The UK National Cyber Security Centre (NCSC) has reported a dramatic increase in the number of “nationally significant” cyber incidents, with over 200 such incidents managed from September 2024 to May 2025. This figure represents twice the number of incidents compared to the same timeframe last year, according to NCSC CEO Richard Horne during his keynote address at the CYBERUK conference in Manchester.
The NCSC categorizes nationally significant cyber events as those with a substantial impact on the UK, affecting medium-sized organizations or posing considerable risks to larger entities and government operations. The rise in incidents aligns with confirmed ransomware attacks impacting major UK retailers like Marks & Spencer, Harrods, and Co-op, which have faced operational disruptions due to these threats.
During the conference, Chancellor of the Duchy of Lancaster, Pat McFadden, highlighted alarming statistics from the NCSC’s 2024 Annual Review, revealing nearly 2,000 reports of cyber-attacks last year, with 89 classified as nationally significant, including 12 critical incidents. This marked a threefold increase in severe attacks compared to 2023, escalating concerns about the continuing threats posed by malicious cyber activities.
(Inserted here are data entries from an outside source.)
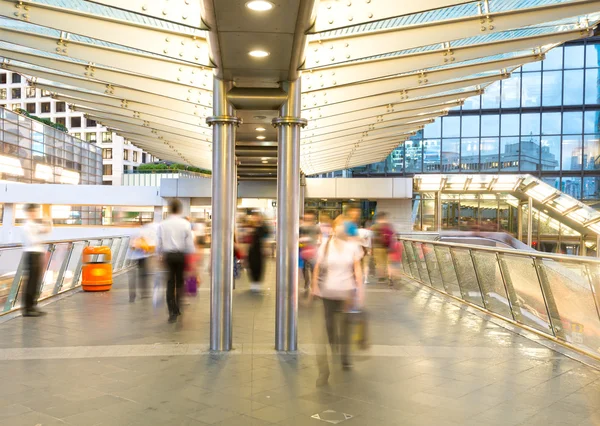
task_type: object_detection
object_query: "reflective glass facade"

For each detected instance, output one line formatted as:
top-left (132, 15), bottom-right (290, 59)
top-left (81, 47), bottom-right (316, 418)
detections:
top-left (352, 38), bottom-right (600, 201)
top-left (0, 107), bottom-right (102, 185)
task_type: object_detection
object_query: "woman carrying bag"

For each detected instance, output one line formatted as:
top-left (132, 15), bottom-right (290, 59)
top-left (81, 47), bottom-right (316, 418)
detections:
top-left (311, 216), bottom-right (364, 386)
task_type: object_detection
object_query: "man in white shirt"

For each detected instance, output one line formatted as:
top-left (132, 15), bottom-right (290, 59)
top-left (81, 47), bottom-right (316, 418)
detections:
top-left (21, 204), bottom-right (52, 317)
top-left (157, 200), bottom-right (195, 323)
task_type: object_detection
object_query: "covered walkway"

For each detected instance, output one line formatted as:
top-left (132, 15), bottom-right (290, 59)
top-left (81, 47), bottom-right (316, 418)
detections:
top-left (0, 264), bottom-right (600, 426)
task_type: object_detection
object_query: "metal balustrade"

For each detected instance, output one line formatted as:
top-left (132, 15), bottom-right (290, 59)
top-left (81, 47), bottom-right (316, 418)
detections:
top-left (0, 236), bottom-right (131, 315)
top-left (399, 237), bottom-right (600, 359)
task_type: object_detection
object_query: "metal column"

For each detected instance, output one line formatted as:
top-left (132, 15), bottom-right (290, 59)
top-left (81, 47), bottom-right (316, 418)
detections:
top-left (206, 78), bottom-right (240, 351)
top-left (273, 79), bottom-right (307, 351)
top-left (300, 173), bottom-right (306, 217)
top-left (527, 197), bottom-right (533, 247)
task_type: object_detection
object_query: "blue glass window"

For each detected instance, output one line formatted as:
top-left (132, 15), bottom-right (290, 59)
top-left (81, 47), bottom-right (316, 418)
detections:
top-left (562, 136), bottom-right (583, 171)
top-left (542, 112), bottom-right (562, 135)
top-left (563, 111), bottom-right (583, 135)
top-left (544, 47), bottom-right (563, 71)
top-left (583, 135), bottom-right (600, 170)
top-left (563, 70), bottom-right (583, 105)
top-left (583, 176), bottom-right (600, 200)
top-left (500, 138), bottom-right (520, 172)
top-left (583, 111), bottom-right (600, 133)
top-left (565, 46), bottom-right (585, 69)
top-left (540, 136), bottom-right (560, 170)
top-left (560, 177), bottom-right (581, 198)
top-left (542, 71), bottom-right (563, 106)
top-left (462, 115), bottom-right (479, 138)
top-left (521, 114), bottom-right (540, 136)
top-left (521, 72), bottom-right (542, 107)
top-left (479, 138), bottom-right (499, 172)
top-left (442, 139), bottom-right (460, 173)
top-left (460, 139), bottom-right (479, 172)
top-left (500, 114), bottom-right (520, 136)
top-left (481, 81), bottom-right (500, 109)
top-left (404, 139), bottom-right (423, 173)
top-left (423, 118), bottom-right (442, 138)
top-left (585, 43), bottom-right (600, 68)
top-left (442, 117), bottom-right (460, 138)
top-left (585, 68), bottom-right (600, 105)
top-left (502, 74), bottom-right (521, 108)
top-left (481, 115), bottom-right (500, 136)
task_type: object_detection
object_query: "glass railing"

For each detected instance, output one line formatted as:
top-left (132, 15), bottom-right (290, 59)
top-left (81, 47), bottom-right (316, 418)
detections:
top-left (0, 236), bottom-right (131, 315)
top-left (399, 237), bottom-right (600, 359)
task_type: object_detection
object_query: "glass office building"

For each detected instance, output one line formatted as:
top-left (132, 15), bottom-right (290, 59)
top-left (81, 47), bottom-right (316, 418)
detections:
top-left (0, 107), bottom-right (102, 185)
top-left (350, 38), bottom-right (600, 202)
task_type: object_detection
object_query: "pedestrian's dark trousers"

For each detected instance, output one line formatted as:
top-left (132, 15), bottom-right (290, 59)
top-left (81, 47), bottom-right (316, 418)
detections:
top-left (165, 252), bottom-right (185, 315)
top-left (129, 257), bottom-right (149, 300)
top-left (317, 298), bottom-right (350, 374)
top-left (23, 251), bottom-right (44, 311)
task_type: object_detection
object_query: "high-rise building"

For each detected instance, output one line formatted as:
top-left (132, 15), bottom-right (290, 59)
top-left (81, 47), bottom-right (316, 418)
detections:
top-left (0, 70), bottom-right (156, 185)
top-left (344, 37), bottom-right (600, 203)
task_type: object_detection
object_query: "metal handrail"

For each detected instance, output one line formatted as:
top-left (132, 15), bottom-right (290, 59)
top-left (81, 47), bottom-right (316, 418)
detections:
top-left (398, 236), bottom-right (600, 265)
top-left (397, 237), bottom-right (600, 361)
top-left (0, 235), bottom-right (132, 316)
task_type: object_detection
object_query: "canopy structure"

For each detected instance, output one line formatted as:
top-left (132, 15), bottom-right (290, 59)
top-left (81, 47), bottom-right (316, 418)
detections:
top-left (0, 0), bottom-right (600, 177)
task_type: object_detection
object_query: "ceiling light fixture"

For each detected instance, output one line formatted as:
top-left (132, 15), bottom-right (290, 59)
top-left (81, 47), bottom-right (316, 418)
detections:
top-left (246, 0), bottom-right (273, 12)
top-left (248, 50), bottom-right (270, 58)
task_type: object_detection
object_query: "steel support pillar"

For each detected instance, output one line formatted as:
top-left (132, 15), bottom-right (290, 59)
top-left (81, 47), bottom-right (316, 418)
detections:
top-left (273, 79), bottom-right (307, 351)
top-left (300, 173), bottom-right (306, 217)
top-left (527, 197), bottom-right (533, 247)
top-left (206, 78), bottom-right (240, 351)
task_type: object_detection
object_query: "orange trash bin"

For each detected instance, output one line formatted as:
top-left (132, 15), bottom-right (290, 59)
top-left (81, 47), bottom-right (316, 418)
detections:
top-left (81, 246), bottom-right (113, 291)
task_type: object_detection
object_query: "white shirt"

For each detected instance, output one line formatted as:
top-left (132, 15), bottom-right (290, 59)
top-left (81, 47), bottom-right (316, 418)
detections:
top-left (318, 236), bottom-right (362, 299)
top-left (157, 215), bottom-right (196, 253)
top-left (21, 220), bottom-right (50, 253)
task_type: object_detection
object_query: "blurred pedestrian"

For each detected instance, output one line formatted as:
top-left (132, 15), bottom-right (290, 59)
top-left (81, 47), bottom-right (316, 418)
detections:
top-left (248, 211), bottom-right (269, 291)
top-left (311, 216), bottom-right (364, 386)
top-left (299, 211), bottom-right (321, 294)
top-left (157, 199), bottom-right (196, 323)
top-left (372, 212), bottom-right (395, 286)
top-left (21, 204), bottom-right (52, 317)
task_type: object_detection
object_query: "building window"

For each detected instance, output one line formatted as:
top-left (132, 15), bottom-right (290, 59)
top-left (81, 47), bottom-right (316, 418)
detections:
top-left (71, 117), bottom-right (81, 127)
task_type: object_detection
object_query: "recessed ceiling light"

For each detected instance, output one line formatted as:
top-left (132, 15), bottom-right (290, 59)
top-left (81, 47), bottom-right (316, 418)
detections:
top-left (248, 50), bottom-right (270, 58)
top-left (246, 0), bottom-right (273, 12)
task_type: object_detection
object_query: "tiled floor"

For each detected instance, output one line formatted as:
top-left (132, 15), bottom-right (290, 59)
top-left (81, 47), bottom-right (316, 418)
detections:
top-left (0, 264), bottom-right (600, 426)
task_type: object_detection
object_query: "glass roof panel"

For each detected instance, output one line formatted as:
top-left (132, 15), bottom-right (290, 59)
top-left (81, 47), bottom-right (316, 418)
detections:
top-left (25, 0), bottom-right (204, 37)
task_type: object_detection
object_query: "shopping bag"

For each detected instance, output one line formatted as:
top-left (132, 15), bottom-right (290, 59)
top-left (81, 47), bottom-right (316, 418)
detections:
top-left (185, 275), bottom-right (198, 296)
top-left (347, 310), bottom-right (369, 350)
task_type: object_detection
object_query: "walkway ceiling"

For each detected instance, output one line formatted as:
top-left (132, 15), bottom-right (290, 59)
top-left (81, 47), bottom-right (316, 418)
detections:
top-left (0, 0), bottom-right (600, 178)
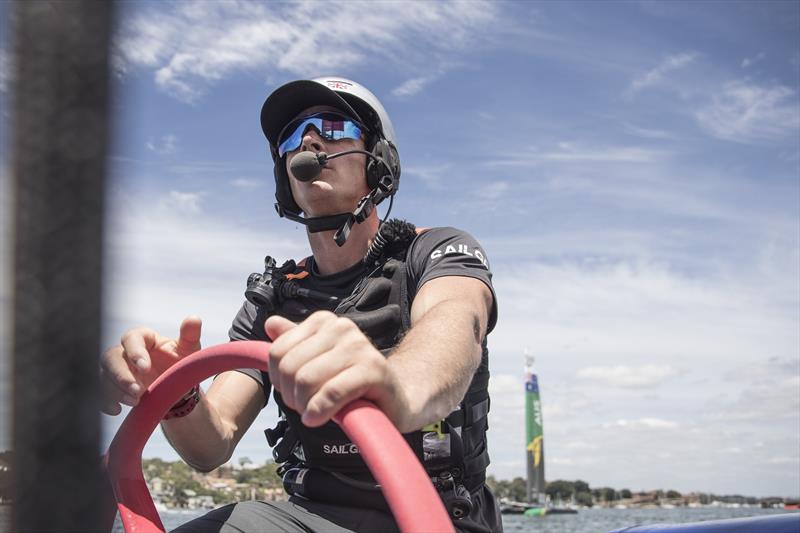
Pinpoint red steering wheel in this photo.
[104,341,454,533]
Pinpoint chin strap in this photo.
[275,176,394,246]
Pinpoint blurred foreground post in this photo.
[12,0,112,532]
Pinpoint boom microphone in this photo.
[289,151,328,181]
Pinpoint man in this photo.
[101,78,502,531]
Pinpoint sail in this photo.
[525,354,545,504]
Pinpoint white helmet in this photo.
[261,76,400,219]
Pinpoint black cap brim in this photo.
[261,80,363,148]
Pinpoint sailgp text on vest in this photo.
[322,442,359,455]
[431,243,489,268]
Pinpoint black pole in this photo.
[12,0,112,532]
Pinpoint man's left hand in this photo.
[264,311,408,427]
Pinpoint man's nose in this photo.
[301,128,324,152]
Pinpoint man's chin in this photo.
[310,179,333,192]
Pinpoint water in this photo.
[503,507,786,533]
[0,505,785,533]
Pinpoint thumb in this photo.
[178,316,203,357]
[264,315,297,341]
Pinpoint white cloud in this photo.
[392,76,433,98]
[742,52,765,68]
[146,133,178,155]
[115,1,496,102]
[160,191,203,214]
[486,141,669,166]
[628,52,697,93]
[695,81,800,143]
[231,178,264,190]
[578,365,678,388]
[403,163,454,190]
[611,417,678,429]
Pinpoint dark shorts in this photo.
[172,488,503,533]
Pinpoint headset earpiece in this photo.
[274,157,300,214]
[367,139,400,189]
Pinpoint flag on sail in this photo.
[525,354,545,504]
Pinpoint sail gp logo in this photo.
[322,442,358,455]
[431,244,489,268]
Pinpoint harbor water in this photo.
[0,505,786,533]
[104,507,786,533]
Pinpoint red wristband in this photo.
[164,385,200,420]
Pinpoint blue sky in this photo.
[0,1,800,496]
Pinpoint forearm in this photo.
[161,371,264,472]
[161,391,236,472]
[387,300,483,432]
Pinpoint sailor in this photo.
[101,77,502,531]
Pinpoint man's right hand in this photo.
[100,316,202,415]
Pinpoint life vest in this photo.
[266,222,489,503]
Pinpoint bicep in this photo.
[411,276,494,344]
[206,370,264,442]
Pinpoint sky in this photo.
[0,1,800,497]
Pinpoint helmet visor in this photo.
[278,111,364,157]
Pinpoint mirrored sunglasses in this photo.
[278,112,364,157]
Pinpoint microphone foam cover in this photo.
[289,151,322,181]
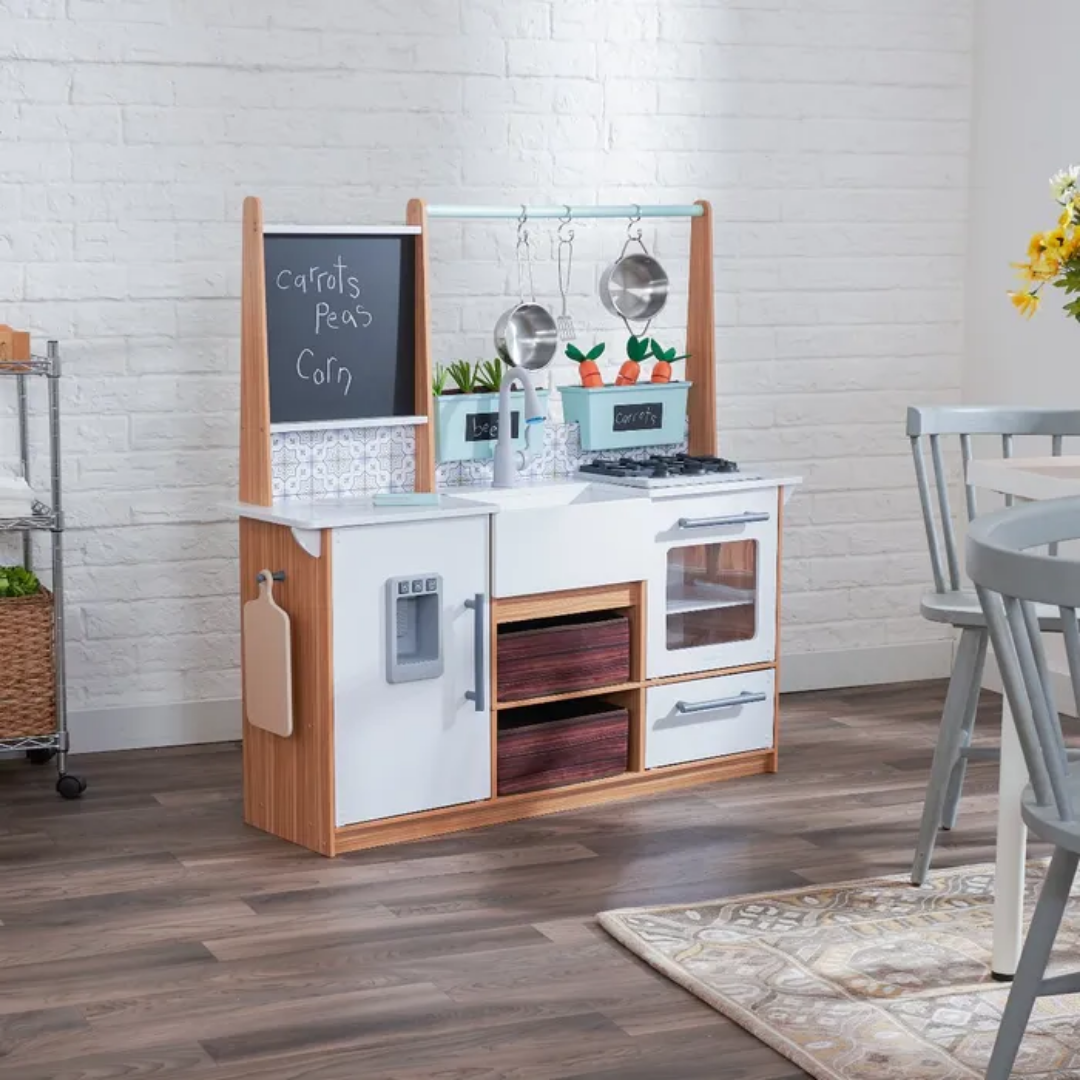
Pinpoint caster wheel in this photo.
[56,772,86,799]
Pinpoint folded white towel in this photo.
[0,475,33,517]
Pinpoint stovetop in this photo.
[580,454,750,487]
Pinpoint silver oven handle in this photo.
[465,593,487,713]
[675,690,769,715]
[678,511,769,529]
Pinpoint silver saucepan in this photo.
[495,301,558,372]
[599,209,669,325]
[495,206,558,372]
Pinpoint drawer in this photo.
[650,488,778,544]
[496,611,630,702]
[497,699,630,795]
[645,669,777,769]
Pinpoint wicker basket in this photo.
[0,586,56,739]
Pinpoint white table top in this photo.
[968,456,1080,499]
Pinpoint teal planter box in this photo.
[558,382,690,450]
[435,390,548,463]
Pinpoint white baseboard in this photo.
[68,698,241,754]
[780,640,953,693]
[69,642,953,754]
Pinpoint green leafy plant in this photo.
[431,364,450,397]
[566,341,607,364]
[447,360,480,394]
[1054,260,1080,319]
[0,566,41,597]
[566,341,605,387]
[476,357,507,394]
[626,334,650,364]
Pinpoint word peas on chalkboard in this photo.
[264,232,416,427]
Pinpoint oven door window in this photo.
[666,540,758,651]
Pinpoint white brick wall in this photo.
[0,0,973,743]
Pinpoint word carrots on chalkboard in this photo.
[264,231,416,427]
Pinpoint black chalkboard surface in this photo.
[611,402,664,431]
[264,230,416,426]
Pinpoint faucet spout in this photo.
[494,367,544,487]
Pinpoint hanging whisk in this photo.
[555,206,578,341]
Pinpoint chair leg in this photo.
[986,848,1080,1080]
[942,630,989,829]
[912,627,986,885]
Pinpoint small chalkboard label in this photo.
[611,402,664,431]
[465,411,522,443]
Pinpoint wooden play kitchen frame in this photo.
[240,198,783,855]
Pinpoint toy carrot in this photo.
[566,341,605,387]
[649,338,690,382]
[615,334,649,387]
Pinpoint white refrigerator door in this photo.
[332,516,491,826]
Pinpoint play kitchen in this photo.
[235,192,798,855]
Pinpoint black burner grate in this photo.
[581,454,739,480]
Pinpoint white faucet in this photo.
[494,367,544,487]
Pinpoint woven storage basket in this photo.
[0,588,56,739]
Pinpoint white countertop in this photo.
[225,471,801,529]
[232,495,498,529]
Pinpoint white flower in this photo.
[1050,165,1080,206]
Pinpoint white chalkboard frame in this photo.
[262,225,428,435]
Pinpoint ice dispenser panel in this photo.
[387,573,443,683]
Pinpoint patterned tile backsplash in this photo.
[271,423,686,498]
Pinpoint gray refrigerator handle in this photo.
[465,593,487,713]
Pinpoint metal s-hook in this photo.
[558,203,575,244]
[514,203,537,303]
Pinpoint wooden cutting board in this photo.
[243,570,293,739]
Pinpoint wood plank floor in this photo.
[0,683,1019,1080]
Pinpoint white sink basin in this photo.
[454,480,651,596]
[455,481,595,510]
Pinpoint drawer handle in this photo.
[678,511,769,529]
[675,690,769,715]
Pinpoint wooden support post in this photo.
[686,200,717,456]
[240,195,273,507]
[405,199,435,491]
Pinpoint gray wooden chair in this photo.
[907,405,1080,885]
[967,499,1080,1080]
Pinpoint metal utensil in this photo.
[495,206,558,372]
[599,207,669,336]
[555,206,578,341]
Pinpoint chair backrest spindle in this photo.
[907,405,1080,593]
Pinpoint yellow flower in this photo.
[1042,226,1065,254]
[1009,293,1040,319]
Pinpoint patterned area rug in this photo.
[599,863,1080,1080]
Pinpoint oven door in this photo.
[648,489,779,678]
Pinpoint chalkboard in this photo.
[611,402,664,431]
[264,231,417,427]
[465,409,522,443]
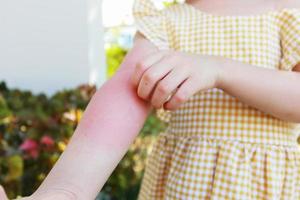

In addition, Horne underscored that hostile nation-states operate within a “grey zone” that exists between peace and war, using cyber-attacks to achieve disruptive objectives while maintaining plausible deniability. He identified China as the primary threat to the UK cyber landscape, with the Chinese Communist Party leveraging vast capabilities. The NCSC has also noted increased cyber espionage activities from Russia, particularly as geopolitical tensions rise concerning Ukraine, demonstrating a worrying convergence of cyber and physical attacks against UK interests.
As ransomware continues to be a persistent risk, Horne supports the Home Office’s proposed ban on ransom payments in the public sector, asserting the need for a future where paying ransoms is not an option. He described the threat of ransomware as possibly the most pressing challenge the UK faces in cybersecurity today.